During 2001, Franklin realized a gain of $598,617 from the sale of
434,024 shares of Go America, Inc. common stock a previous portfolio holding of
the Corporation, a gain of $87,013 from the sale of 1,183,938 shares of Avery
common stock a previous portfolio holding of the Corporation, and a gain of
$50,750 from the sale of 350,000 shares of Avery preferred stock. These gains
were offset by a loss of $130,139 from the sale of 1,150,000 shares of Primal
common stock as well as a realized net loss of $85,786 from the sale of various
marketable securities.

UNREALIZED APPRECIATION OF INVESTMENTS

Unrealized appreciation of investments, net of deferred taxes,
decreased by $475,605 during the year ended December 31, 2003, due primarily to
the sale of a portion of the Corporation's holdings of Excelsior offset by the
increased valuation of Excelsior.

Unrealized appreciation of investments, net of deferred taxes,
increased by $1,663,304 during the year ended December 31, 2002, due primarily
to the increased valuation of Excelsior.

Unrealized appreciation of investments, net of deferred taxes,
decreased by $1,553,756 during the year ended December 31, 2001, primarily from
the sale of Franklin's position in Go America common


17


stock and the sale of Franklin's position in Avery Communications. The changes
in the value of these investments occurred during a period of extreme volatility
of publicly traded, small capitalization, high technology stocks.

TAXES

Franklin does not qualify for pass through tax treatment as a Regulated
Investment Company under Subchapter M of the Internal Revenue Code for income
tax purposes. The Corporation is taxed under Regulation C of the Code and,
therefore, it is subject to federal income tax on the portion of its taxable
income and net capital as well as such distribution to its stockholders.

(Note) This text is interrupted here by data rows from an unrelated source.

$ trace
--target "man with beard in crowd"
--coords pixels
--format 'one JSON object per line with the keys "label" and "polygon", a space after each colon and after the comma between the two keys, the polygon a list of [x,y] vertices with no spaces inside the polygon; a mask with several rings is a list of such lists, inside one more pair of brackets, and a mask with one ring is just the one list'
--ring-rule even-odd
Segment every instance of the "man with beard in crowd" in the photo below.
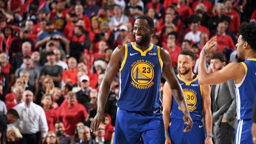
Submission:
{"label": "man with beard in crowd", "polygon": [[[60,39],[62,43],[65,45],[66,49],[69,49],[69,42],[62,33],[54,29],[54,25],[51,21],[48,21],[46,23],[46,31],[44,31],[38,36],[36,40],[35,47],[39,49],[45,47],[45,44],[51,39],[51,37],[54,36]],[[60,48],[63,49],[61,45]]]}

LIQUIDITY AND CAPITAL RESOURCES

The accompanying financial statements have been prepared assuming that
the Corporation will continue as a going concern. The Corporation has a working
capital deficiency of approximately $900,000 at December 31, 2003. This
condition raises substantial doubt about the Corporation's ability to continue
as a going concern. The Corporation is currently seeking financing. There can be
no assurance that the Corporation would be able to obtain financing. The
financial statements do not include any adjustments to reflect the possible
future effects on the recoverability of assets or the amounts of liabilities
that may result from the outcome of this uncertainty.

Cash and cash equivalents decreased by $337,966 to $224,225 for the
year ended December 31, 2003, compared to an increase of $282,463 for the year
ended December 31, 2002.

Operating activities used $1,192,248 of cash for the year ended
December 31, 2003, compared to using $1,282,171 for the year ended December 31,
2002.

Operating activities for the year ended December 31, 2003, exclusive of
changes in operating assets and liabilities, used $1,079,395 of cash, as the
Corporation's net decrease in net assets from operations of $1,141,089 included
non-cash charges for depreciation and amortization of $16,972, realized gains of
$430,883 and unrealized losses of $475,605. For the year ended December 31,
2002, operating activities, exclusive of changes in operating assets and
liabilities, used $1,513,400 of cash, as the Corporation's net increase in net
assets from operations of $370,262 included non-cash charges of depreciation and
amortization of $16,969, realized gains of $237,327 and unrealized gains of
$1,663,304.

Changes in operating assets and liabilities decreased cash $112,853 for
the year ended December 31, 2003, principally due a decrease in the level of
accounts payable and accrued expenses. For the year ended December 31, 2002,
changes in operating assets and liabilities produced $231,229 of cash.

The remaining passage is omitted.